2 thoughts on “Osisko Metals CEO talks challenges with net-zero critical metals supply

  1. Getting to Net Zero by 2050 would cost $9.2 trillion a year globally (McKinsey). That's not going to be good value for money. That's nearly one-tenth of global GDP. That money would be better spent on a myriad of things including educating the fifth of humanity who are illiterate and represent a 7% annual loss to the world's economy. Any country that attempts it will be indebted or impoverished.
    Example: For the UK to reach net zero by electrification of its transport fleet and heating system, it will require a tripling (as a minimum) of its current electrical generation capacity among other things. This will essentially require the UK consuming all of the current global supply of copper and other rare metals for the next 25 years. The cost will be unaffordable and the skilled manpower levels unattainable. And that is just to eliminate the 1% of the global CO2 emissions that the UK is responsible for. So times that by 100 for the Earth. 10,000 child slaves in the cobalt mines of the Congo not enough for you? Make it a million. Imagine all the human suffering and environmental damage done from all that resource extraction!

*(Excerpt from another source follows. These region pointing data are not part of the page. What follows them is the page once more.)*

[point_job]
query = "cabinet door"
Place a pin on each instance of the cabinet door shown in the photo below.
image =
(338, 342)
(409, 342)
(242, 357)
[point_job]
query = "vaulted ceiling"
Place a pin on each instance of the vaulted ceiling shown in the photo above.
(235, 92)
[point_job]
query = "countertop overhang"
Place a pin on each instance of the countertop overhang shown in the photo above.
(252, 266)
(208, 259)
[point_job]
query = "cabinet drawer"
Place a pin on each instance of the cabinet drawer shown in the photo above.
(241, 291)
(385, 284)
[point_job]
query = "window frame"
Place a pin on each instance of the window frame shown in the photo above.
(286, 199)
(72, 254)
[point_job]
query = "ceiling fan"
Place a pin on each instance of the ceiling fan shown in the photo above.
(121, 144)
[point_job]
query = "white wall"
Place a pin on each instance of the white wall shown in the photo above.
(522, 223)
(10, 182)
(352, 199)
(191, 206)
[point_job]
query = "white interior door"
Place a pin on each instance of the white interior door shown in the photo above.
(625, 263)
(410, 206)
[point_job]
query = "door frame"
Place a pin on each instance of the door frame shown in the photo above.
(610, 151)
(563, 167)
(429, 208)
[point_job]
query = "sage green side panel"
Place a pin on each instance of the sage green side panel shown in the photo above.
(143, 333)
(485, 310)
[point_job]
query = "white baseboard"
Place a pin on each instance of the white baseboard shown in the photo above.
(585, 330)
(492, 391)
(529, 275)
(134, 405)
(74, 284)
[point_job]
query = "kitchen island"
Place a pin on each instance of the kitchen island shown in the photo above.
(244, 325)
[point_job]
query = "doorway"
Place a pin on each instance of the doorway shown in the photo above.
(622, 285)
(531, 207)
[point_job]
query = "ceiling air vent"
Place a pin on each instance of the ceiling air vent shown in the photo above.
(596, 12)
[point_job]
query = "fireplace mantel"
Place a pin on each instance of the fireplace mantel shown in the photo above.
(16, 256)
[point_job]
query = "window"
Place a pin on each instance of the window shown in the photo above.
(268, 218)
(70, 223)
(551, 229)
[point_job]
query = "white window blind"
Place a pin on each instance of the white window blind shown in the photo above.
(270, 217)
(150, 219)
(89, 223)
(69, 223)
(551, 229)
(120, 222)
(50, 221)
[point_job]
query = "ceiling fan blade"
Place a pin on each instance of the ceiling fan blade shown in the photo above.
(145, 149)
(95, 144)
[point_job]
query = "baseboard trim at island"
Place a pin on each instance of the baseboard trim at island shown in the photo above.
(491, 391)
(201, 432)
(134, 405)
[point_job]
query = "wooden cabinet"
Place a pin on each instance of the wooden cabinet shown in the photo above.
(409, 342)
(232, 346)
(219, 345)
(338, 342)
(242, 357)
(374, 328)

    An electric vehicle requires 6 times the mineral input compared to a conventional one, and the carbon cost is greater until you reach 80,000 miles.

    Production of all of these minerals has been mastered by China: a totalitarian communist regime that thinks nothing of the mass murder of its own citizens, imagine how much it cares about the rest of us.

    And why are we embarking on this great net zero crusade? For what? So someone can virtue signal by driving around in a Tesla.
    Maddeningly, there is no climate crisis. The Earth was warmer in the recent and distant past.